When the radiologist came into the room carrying a biopsy tray, I was hit by a sense of dread as I was not expecting to see it or him. While preparing a biopsy needle, the radiologist was caring and compassionate.  As he disinfected my skin and placed sterile drapes on the area, he asked “Have you ever had an injury to your breast that would create scar tissue in that area?”  “Nothing I can recall,” I replied. He then proceeded with the biopsy and, during the time it took to remove four cores of tissue from my breast, he explained that these types of spiculated masses tend to be cancer 90% of the time, and scar tissue in less than 10% of cases. I was shocked, but grateful for the direct and clear statement.

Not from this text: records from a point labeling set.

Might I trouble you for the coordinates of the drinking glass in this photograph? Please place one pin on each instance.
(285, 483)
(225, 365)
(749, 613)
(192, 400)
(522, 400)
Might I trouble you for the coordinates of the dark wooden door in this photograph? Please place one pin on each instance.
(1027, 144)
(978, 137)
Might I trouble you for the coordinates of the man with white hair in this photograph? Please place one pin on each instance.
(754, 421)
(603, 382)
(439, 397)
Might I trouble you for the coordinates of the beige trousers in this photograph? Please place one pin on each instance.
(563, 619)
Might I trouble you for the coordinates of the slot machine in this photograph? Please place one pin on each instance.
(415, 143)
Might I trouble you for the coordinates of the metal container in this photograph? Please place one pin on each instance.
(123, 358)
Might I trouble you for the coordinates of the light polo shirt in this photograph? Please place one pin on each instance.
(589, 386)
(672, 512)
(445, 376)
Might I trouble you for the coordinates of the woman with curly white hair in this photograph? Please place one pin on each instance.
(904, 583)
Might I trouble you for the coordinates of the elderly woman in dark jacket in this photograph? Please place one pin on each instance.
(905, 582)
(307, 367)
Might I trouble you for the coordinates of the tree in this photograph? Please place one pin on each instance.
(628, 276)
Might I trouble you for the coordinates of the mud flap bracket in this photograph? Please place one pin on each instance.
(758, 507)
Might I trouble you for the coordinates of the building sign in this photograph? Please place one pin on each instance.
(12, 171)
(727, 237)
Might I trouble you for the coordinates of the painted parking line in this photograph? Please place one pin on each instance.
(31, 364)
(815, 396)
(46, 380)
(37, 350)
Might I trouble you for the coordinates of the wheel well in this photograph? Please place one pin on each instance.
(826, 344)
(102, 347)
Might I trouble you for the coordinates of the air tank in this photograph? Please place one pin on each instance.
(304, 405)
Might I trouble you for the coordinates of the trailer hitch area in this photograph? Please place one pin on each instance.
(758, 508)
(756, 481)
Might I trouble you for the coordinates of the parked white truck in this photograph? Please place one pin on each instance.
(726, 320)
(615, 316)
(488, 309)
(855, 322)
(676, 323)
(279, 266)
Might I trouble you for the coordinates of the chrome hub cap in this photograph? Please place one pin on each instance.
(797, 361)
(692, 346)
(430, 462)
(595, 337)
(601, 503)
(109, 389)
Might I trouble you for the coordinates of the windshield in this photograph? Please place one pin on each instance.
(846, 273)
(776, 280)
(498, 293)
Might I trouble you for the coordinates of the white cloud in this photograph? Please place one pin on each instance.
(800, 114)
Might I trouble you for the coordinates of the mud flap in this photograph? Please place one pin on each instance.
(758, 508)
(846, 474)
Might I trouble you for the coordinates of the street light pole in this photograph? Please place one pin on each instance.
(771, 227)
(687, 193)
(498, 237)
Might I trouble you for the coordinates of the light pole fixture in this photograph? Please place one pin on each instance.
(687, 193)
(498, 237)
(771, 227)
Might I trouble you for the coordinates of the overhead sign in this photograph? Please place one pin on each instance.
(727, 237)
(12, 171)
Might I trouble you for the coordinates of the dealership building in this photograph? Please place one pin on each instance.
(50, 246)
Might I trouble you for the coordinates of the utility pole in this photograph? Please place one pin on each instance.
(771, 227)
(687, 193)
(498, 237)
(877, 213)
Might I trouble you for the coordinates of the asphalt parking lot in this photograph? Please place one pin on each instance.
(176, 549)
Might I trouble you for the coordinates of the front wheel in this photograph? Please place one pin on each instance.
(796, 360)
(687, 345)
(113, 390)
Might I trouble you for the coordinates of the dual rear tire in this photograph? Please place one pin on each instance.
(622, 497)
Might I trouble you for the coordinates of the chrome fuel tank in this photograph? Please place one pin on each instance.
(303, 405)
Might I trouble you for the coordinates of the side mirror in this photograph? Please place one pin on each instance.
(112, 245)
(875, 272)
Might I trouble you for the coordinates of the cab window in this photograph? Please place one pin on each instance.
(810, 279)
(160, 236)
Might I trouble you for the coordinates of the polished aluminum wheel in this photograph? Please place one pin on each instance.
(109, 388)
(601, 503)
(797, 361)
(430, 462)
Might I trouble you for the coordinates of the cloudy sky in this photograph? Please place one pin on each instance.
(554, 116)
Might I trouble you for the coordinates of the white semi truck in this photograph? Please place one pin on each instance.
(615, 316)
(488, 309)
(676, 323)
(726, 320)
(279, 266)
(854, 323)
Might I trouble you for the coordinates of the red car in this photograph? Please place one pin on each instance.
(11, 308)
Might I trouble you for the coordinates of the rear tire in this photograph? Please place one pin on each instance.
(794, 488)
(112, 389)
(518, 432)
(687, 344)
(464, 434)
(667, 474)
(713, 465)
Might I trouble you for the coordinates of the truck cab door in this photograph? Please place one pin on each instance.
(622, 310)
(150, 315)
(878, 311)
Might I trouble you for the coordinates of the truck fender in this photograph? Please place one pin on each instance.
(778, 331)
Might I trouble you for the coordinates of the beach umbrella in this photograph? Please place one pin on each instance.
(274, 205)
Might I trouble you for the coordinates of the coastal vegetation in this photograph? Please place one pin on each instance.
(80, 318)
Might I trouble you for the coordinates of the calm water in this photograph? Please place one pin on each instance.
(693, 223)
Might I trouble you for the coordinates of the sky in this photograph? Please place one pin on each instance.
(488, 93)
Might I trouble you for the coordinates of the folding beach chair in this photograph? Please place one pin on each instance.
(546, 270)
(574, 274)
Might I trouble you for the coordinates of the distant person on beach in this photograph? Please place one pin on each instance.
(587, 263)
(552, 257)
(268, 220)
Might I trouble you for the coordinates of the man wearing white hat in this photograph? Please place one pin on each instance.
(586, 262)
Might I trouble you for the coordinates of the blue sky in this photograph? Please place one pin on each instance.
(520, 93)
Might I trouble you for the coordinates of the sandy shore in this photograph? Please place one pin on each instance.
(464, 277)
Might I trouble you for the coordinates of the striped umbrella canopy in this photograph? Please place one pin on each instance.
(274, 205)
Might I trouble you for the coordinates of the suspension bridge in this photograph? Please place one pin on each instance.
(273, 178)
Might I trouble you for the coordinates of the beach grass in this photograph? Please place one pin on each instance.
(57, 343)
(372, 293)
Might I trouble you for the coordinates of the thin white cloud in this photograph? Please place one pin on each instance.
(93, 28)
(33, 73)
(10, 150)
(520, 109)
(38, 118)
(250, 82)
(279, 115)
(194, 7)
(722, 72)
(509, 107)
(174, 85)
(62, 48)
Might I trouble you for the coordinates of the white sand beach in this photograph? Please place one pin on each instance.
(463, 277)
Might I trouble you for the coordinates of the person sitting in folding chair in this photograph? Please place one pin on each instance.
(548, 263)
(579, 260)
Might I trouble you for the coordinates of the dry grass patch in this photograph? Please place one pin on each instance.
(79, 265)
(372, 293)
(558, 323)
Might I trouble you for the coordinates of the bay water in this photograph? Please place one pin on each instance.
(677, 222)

What led to that biopsy? Well, I had a screening mammogram nine months before I found my own lump. My family doctor and I both received my screening mammogram results which were reported as normal. There were no other descriptive words on the template-style report, just “normal”. I was scheduled for mammograms every two years at that point, following recommendations for my age (55).

That “normal” report was the reason that neither of us were particularly concerned or worried when my doctor examined the lump I found but she subsequently ordered a diagnostic mammogram. About a month after I saw my family doctor, I was in the Medical Imaging Department of a local hospital. The mammogram was completed, and then I was escorted by the technologist to the ultrasound room, where another technologist performed that exam. I still was not really worried because, several years earlier, I had needed an ultrasound to confirm a cyst in the same area as this new lump.

It wasn’t until the radiologist came into the room carrying that sterile, green-draped biopsy tray that I knew that my life would be split in two. It would lead to a sense of “before” and an “after”, based on that very day. I had an “interval cancer” which meant that I was diagnosed after my last screening mammogram, before the next one was due. How did this happen?

As a Medical Lab Technologist, I have always found the CBC radio show “White Coat, Black Art” fascinating. I had the feeling that an explanation for my interval cancer might be found in a past episode of that program. I downloaded the podcast and listened to that episode on Dense Breasts, and then I sought my screening mammogram “worksheets” to find out my breast density. I had to make a complaint to the information/privacy commissioner of BC to obtain the documents; it wasn’t easy.

I had regular mammogram screening since I was in my early 40’s, thinking it would lead to early detection, should I ever be one of the 1 in 8 women who experiences this disease. But the most important information from all those years of mammograms was concealed from me and my family doctor. I had category “D” density (the densest) all along.  This density increased my risk factor, and if that wasn’t bad enough, the density obscures the images, so the tumour is like “a snowball in a snowstorm”. Supplementary screening, such as ultrasound, can clear away the snowstorm. Breast self-exam is another tool to detect breast cancer in dense breasts.

Several weeks after that last screening mammogram in 2018, the government of BC decided to start informing women and their doctors of mammographic breast density. Access to supplementary screening remains a problem, but at least the era of concealment is over.

In making a surgical decision, I had to take into account that my confidence in reporting and access related to breast cancer screening is pretty much shattered. Could I trust the system to detect cancer in my healthy breast if that occurred? I decided to have a double mastectomy in October 2019. In 2021, after completing the first of many years of anti-hormone therapy, my breast cancer status is “no evidence of active disease”.